Credit Advice For College Kids
Credit can be tricky for teens and young adults to navigate. The key is to put debt into a perspective they can understand. One way that works for most teens is the ideas that their future selves have to pay for the choices they make today…..with interest!
You can also work together to figure out a long-term goal and explain how a purchase now means waiting even longer to reach that goal. If, for instance, they’d like to do a semester abroad in 2 years that may mean skipping out on dinners out with friends or working extra hours. Going into debt only means they won’t be able to reach that goal.
- Only 39% of students correctly know that paying off a delinquent loan or credit card balance is not enough to remove it from a credit report.
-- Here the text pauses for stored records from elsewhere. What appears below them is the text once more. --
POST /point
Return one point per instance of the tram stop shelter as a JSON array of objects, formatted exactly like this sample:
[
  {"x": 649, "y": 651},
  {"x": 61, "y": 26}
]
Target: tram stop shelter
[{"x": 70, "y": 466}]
- 60% believe using checks and debit cards can help build credit.
- 47% believe a co-signer will not be held accountable for paying off the loan if the student doesn’t find a job.
Saving For The Future
Saving for the future may seem a bit ridiculous when you’re a teen or young adult since their brains are wired to work in the now. But a little planning and saving can go a long way to helping them succeed. Be frank about savings, and show them the magic of compound interest-that alone might make them save more.
- 63% of students think 401k investments are guaranteed or don’t lose value.
- More than 60% say they had little to no knowledge of investments or retirement savings.
Want More Help?
U.S. Bank created the “Student Union” to empower students by providing engaging tools, events, peer-to-peer feedback and resources that are critical to building financial literacy in a fun and positive environment. The site is also meant to help students and parents engage in discussions about finances and money management, including the importance of credit and significance of credit scores.
What are some ways you are teaching your kids to manage their money? What do you wish you had known when you were in college?
*U.S. Bank’s survey, which included a 12-question true/false quiz, uncovered gaps in students’ overall understanding of personal finance, especially in three critical areas: budgeting, credit and/or saving for the future.